Antigone (à Ismène): "Comme cela doit être facile de ne pas penser de bêtises avec toutes ces belles mèches lisses et bien ordonnées autour de la tête."
Antigone (à Hémon): "Et serre-moi. Plus fort que tu ne m'as jamais serrée. Que toute ta force s'imprime dans moi."
Le choeur: "Et voilà. Maintenant le ressort est bandé. Cela n'a plus qu'à se dérouler tout seul. C'est cela qui est commode dans la tragédie. On donne le petit coup de pouce, pour que cela démarre, rien, un regard pendant une seconde à une fille qui passe et lève les bras dans la rue, une envie d'honneur un beau matin, au réveil, comme de quelque chose qui se mange, une question de trop qu'on se pose un soir... C'est tout.
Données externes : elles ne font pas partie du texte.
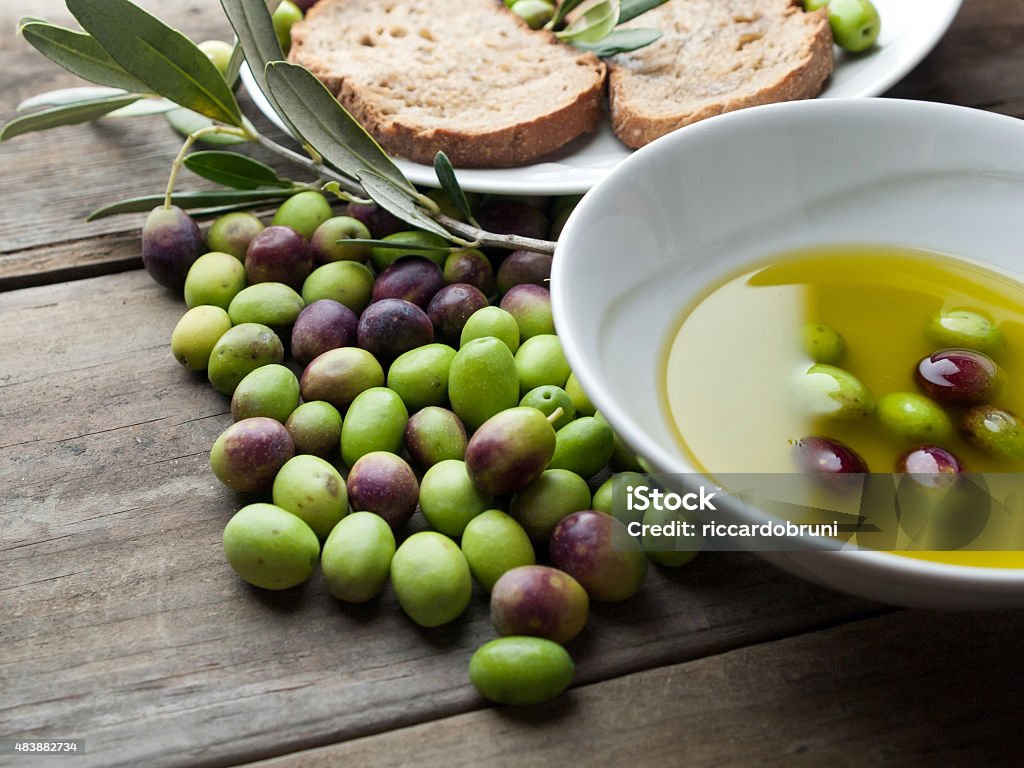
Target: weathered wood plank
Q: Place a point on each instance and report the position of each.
(977, 64)
(907, 689)
(123, 625)
(52, 180)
Après, on n'a plus qu'à laisser faire. On est tranquille. Cela roule tout seul. C'est minutieux, bien huilé depuis toujours. La mort, la trahison, le déserspoir sont là, tout prêts, et les éclats, et les orages, et les silences: le silence quand le bras du bourreau se lève à la fin, le silence au commencement quand les deux amants sont nus l'un en face de l'autre pour la première fois, sans oser bouger tout de suite, dans la chambre sombre, le silence quand les cris de la foule éclatent autour du vainqueur - et dont on dirait un film dont le son s'est enrayé, toutes ces bouches ouvertes dont il ne sort rien, toute cette clameur qui n'est qu'une image, et le vainqueur, déjà vaincu, seul au milieu de son silence...
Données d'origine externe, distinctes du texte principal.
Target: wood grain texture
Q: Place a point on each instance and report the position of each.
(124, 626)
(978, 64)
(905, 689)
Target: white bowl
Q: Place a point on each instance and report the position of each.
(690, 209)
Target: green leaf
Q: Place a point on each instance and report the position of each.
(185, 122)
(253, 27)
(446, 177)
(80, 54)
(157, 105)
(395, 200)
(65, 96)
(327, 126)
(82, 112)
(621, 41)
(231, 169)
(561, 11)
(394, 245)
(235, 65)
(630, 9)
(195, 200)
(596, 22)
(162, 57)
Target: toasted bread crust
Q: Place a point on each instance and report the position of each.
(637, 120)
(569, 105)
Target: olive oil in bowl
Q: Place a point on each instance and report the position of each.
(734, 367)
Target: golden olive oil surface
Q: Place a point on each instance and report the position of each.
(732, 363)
C'est propre la tragédie. C'est reposant, c'est sûr... Dans le drame, avec ses traitres, avec ses méchants acharnés, cette innocence persécutée, ces vengueurs, ces lueur d'espoir, cela devient épouvantable de mourir, comme un accident. On aurait peut-être pu se sauver, le bon jeune homme aurait peut-être pu arriver à temps avec les gendarmes. Dans la tragédie on est tranquille. D'abord on est entre soi. On est tous innocents en somme! Ce n'est pas parce qu'il y en a un qui tue et l'autre qui est tué. C'est une question de distribution. Et puis, surtout, c'est reposant, la tragédie, parce qu'on sait qu'il n'y a pas d'espoir, le sale espoir; qu'on est pris, qu'on est enfin pris comme des rats,avec tout le ciel sur son dos, et qu'on n'a plus qu'à crier, - pas à gémir, non, pas à se plaindre, - à gueuler à pleine voix ce qu'on avait à dire, qu'on avait jamais dit et qu'on ne savait peut-être même pas encore. Et pour rien: pour se le dire à soi, pour l'apprendre, soi. Dans le drame, on se débat parce qu'on espère en sortir. C'est ignoble, c'est utilitaire. Là, c'est gratuit. C'est pour les rois. Et il n'y a plus rien à tenter, enfin!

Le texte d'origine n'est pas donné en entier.